Miseria social, grandeza artística
![]() |
Wozzeck (© Salzburger Festspiele / Ruth Walz) |
La actualidad de la obra de teatro Woyzeck es dolorosa. Hablamos de una obra original del dramaturgo Georg Büchner (1813-1837) que nunca llegó a publicar y que fue reconstruida tras su muerte con fragmentos escritos por el autor sin conocer su orden exacto. Así, su consideración habitual de "obra inconclusa" podría llevarnos a pensar en una obra sin final original, pero su misterio va más allá. El debate entorno a la secuencia de las escenas sigue abierto hoy en día. Además, se basa en un asesinato real, acaecido en Leipzig, con la muerte de una mujer a manos de su amante, barbero de profesión, sin motivo conocido, y envuelto en la hipótesis de una enajenación mental del asesino. Büchner se inspiró en el debate social sobre la responsabilidad en la enfermedad mental añadiéndole a su Woyzeck una vulnerabildad social que le lleva a cobrar un sobresueldo como objeto de los experimentos pseudocientíficos de un médico sin escrúpulos. La violencia fruto de la frustración que lleva a Woyzeck al asesinato de su mujer Marie, la explotación, y, por tanto, la crítica social, están hoy a la orden del día.
El compositor Alban Berg vió la obra representada en 1914 y quedó tan impresionado que la convirtió en una sublime ópera en tres actos musicalmente muy avanzada. Finalizada en 1922, añade el drama de la Primera Guerra Mundial, "la gran guerra", como se la llamó entonces. La miseria humana siempre teñida de ridícula épica.
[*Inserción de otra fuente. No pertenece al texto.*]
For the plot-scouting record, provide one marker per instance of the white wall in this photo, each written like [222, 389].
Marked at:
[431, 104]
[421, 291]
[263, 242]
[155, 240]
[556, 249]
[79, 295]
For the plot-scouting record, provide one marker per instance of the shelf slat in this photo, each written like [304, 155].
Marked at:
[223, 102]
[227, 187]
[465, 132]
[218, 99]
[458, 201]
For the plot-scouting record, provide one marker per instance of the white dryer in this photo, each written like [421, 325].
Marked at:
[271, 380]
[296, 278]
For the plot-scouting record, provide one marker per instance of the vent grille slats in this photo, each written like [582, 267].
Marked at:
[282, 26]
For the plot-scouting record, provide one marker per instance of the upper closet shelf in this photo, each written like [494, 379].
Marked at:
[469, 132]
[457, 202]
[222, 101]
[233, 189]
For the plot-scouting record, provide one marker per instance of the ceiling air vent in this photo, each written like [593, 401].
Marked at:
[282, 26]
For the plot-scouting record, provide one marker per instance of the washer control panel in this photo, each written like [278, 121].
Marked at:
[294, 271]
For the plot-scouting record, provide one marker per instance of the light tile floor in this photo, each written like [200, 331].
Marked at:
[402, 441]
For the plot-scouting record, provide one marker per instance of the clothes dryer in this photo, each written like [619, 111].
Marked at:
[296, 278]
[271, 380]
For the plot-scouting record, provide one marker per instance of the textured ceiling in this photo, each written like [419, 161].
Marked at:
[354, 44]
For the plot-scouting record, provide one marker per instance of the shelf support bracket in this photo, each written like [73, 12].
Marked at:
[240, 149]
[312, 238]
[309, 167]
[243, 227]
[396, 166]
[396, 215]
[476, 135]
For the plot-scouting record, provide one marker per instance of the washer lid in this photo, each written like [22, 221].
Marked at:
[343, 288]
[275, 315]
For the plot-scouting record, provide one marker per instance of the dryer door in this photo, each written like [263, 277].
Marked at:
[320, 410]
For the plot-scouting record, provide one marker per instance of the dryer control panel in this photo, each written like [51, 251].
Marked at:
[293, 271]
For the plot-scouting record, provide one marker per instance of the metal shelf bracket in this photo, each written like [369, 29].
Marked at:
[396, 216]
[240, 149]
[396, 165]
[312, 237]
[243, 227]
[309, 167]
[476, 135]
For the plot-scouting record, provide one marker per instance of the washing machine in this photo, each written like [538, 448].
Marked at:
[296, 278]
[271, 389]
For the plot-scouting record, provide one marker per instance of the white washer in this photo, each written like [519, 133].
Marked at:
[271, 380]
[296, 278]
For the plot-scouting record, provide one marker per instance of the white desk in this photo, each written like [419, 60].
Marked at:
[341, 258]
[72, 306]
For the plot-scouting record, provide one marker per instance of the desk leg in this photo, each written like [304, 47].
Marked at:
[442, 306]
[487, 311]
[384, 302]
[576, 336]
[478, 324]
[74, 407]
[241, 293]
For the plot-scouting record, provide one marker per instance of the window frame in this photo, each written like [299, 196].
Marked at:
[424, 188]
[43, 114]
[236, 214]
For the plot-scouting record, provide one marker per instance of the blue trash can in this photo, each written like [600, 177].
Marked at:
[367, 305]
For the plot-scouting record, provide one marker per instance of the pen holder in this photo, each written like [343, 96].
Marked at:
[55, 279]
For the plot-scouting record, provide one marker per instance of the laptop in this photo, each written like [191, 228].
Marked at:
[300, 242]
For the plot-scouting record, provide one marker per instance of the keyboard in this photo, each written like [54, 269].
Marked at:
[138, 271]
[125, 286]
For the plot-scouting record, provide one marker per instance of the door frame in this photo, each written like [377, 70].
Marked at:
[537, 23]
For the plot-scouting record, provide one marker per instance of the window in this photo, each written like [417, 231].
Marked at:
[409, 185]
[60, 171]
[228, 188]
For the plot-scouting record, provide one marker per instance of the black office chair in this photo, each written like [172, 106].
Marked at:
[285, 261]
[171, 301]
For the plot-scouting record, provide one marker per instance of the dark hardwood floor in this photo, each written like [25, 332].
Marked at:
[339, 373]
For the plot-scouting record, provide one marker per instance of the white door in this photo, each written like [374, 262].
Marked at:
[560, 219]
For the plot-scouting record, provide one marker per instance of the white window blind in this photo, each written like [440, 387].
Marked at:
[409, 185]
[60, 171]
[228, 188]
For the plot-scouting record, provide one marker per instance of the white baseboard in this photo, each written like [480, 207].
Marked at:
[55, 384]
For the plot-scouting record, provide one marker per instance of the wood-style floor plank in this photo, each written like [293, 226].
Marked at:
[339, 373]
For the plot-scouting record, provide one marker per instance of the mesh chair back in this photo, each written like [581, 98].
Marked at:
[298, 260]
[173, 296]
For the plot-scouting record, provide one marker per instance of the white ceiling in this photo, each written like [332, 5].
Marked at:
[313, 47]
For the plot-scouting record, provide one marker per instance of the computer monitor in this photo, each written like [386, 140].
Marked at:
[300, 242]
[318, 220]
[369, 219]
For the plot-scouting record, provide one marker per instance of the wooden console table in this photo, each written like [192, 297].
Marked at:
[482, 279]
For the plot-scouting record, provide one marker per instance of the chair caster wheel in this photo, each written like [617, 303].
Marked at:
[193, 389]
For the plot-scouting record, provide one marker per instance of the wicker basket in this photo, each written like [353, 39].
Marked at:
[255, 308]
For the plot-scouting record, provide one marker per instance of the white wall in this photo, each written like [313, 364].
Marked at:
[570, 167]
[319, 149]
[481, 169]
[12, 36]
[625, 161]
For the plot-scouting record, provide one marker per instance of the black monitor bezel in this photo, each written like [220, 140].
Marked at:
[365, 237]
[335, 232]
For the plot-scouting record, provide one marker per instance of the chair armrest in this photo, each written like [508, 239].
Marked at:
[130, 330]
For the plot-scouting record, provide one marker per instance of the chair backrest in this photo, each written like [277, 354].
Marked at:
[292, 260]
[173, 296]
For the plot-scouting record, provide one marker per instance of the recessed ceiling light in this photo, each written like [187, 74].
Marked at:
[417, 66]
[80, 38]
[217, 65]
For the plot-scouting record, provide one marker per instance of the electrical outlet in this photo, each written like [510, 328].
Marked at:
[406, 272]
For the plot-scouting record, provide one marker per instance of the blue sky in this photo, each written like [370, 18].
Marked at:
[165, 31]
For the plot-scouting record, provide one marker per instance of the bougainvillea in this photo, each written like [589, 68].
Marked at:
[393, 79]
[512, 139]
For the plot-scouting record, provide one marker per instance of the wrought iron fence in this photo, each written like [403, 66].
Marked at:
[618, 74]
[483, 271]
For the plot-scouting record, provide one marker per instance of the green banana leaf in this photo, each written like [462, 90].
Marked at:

La ópera se titula Wozzeck , una obra maestra de la atonalidad, y se estrena con gran éxito en 1925 en la Staatsoper Unter den Linden de Berlín.
Büchner, Berg y ahora William Kentridge, el artista sudafricano que proporciona su maravilloso prisma plástico en una puesta en escena que llega al Gran Teatre del Liceu de Barcelona creando uno de los momentos más sublimes e inspiradores que recuerdo. No hace mucho tiempo, en octubre de 2020, el CCCB mostró una exposición antológica de su obra, un deleite sin fin de dibujos, cortometrajes y tapices, muestra de una manera muy personal de comprender el mundo, porque lo comprende, de eso pueden estar muy seguros, con unos trazos vivos, crudos, nerviosos, abiertos, y certeros como pocos. Tonos oscuros sobre fondos claros, la luz, pero sin duda mucho túnel. Y Kentridge tiende la mano a Wozzeck en su frustración, su explotación, su debilidad, las voces que lo empujan y su violencia definitva, irremediable como la luna roja que lo acusa a ojos del mundo. La obra de Kentridge con Wozzeck es una secuencia de momentos escénicos memorables, repletos de detalles, obras inolvidables proyectadas sobre la estructura miserable de madera podrida sobre la que camina la tragedia humana como aquella Romería de San Isidro de Goya de 1923. Ahí está todo, como en Kentridge.
La parte musical fue soberbia. El maestro Josep Pons condujo la Orquesta Sinfónica del Gran Teatre del Liceu con pulso y sensibilidad impecables. Maravilloso, doliente, Matthias Goerne en el papel de Wozzeck, y qué Marie nos regaló la gran Annemarie Kremer, ambos dejando en nuestra memoria la prueba inequívoca de que la belleza es posible y, a veces, casi podemos tocarla, o escucharla. La escena final con el hijo de Wozzeck y Marie, un títere, una obsesión en el arte de Kentridge (cómo olvidar sus gigantes títeres en sus montajes de Monteverdi), cuando inocente, sin comprender la tragedia, dice que han encontrado a su madre muerta, con esos tonos infantiles con un fondo que nos recuerda que el drama sigue ahí, listo para perpetuarse, nos devuelve a las muertes de mujeres que nos asolan día tras día. Y tras el abrupto final, Kentridge subió al escenario. Y ya se le echa de menos. Gracias, maestro.